Kayaking here is a bit like sailing -- hours of relaxed reverie interspersed by the odd moment of terror!


















We were camped on the beautiful rocky southern tip of Russell Island Saturday night and had planned a Sunday evening paddle ten miles to the kayaker pickup point at Queen Inlet. But that afternoon, winds started blowing hard from the northeast and the placid waters of Glacier Bay were churned into whitecaps and big green waves breaking on our rocky beach. So we decided to hope for better weather in the morning and set our alarm watches for a 3AM wakeup in order to make it to the 10AM morning pickup. We had planes to catch Monday afternoon and were already looking forward to a cold beer and nice dinner together in Juneau.

By 4:30AM we were on the water and enjoying being awake and aware for our first sunrise of the trip. 3 1/2 hours of paddling took us to the big rock cairn marking the steep rocky beach pickup point at the mouth of Queen Inlet. By 10AM we had washed up in a nearby stream, the Feathercraft (our folding kayak) was packed away in its giant duffel bags, and we were all wearing the cleanest clothes we could muster, waiting for the Fairweather Express to round the corner and give us a lift back to Bartlett Cove.

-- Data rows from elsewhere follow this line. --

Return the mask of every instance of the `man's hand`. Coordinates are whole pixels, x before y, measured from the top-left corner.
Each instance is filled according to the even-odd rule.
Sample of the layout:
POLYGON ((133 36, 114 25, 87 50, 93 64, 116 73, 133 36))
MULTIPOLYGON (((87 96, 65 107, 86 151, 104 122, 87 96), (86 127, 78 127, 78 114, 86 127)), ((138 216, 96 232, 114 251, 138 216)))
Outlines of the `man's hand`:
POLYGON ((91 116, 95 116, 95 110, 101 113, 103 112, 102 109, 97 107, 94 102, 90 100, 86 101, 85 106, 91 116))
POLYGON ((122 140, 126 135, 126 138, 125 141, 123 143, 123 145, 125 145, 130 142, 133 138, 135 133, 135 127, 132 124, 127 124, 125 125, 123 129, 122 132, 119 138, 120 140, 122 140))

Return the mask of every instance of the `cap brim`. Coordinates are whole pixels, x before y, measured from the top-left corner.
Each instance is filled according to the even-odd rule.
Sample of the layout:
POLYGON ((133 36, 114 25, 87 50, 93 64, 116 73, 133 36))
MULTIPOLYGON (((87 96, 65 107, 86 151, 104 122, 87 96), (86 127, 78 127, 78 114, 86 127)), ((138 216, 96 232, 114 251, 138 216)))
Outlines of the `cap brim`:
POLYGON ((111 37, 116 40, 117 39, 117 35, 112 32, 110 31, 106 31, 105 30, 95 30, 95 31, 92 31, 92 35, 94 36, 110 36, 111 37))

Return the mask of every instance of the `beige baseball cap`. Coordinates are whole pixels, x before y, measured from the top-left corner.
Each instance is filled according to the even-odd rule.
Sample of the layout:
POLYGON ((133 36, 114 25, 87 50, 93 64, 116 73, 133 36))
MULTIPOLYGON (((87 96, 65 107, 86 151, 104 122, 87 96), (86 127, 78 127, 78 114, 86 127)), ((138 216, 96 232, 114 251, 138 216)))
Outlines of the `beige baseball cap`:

At 11 we noticed a small NPS boat headed our way from across the bay. Soon friendly rangers were motoring just off shore, asking us if we were all right and had plenty of food. Hmmm... this wasn't sounding at all good! The Fairweather Express had been diverted off to "assist a vessel in distress." The ranger instructed us to "relax and have lunch." Steve and Rachael, the honeymooning couple also stranded with us, looked especially disappointed because they had plans to head towards Denali the next day.

Several boats, planes, and numerous helicopters motored past our beach on the way up-bay to help out. We heard tantalizing snippets on the VHF radio. When we heard the call for divers, we were really wondering what was going on! At 7PM the NPS radioed again and said we'd be spending another night there, and would be picked up at the regular time the next morning. As the rain started up again in earnest, we set up our tents for one more rainy night.

In Tuesday morning's misty drizzle, our pickup boat appeared right on schedule, charging right up onto the rocky beach to load our kayaks. Soon we were to find out the details of the previous day's disaster: A small cruise boat, called the Spirit of Glacier Bay, grounded on a sandbar. With a rapidly falling tide, it became completely beached and they had to wait all day for the tide to return. Nobody was injured, but the Fairweather Express took on all the passengers and crew from the stranded boat and didn't get back to the Glacier Bay Lodge until around 10PM that night!

See the coast guard video of the event here:





Finally onboard the kayaker pickup boat -- Margie shows off her glacier (Margerie Glacier).






We didn't see any bears while out camping, but from the deck of the tour boat, grizzly bears were easy to spot as they searched for food in the intertidal zone.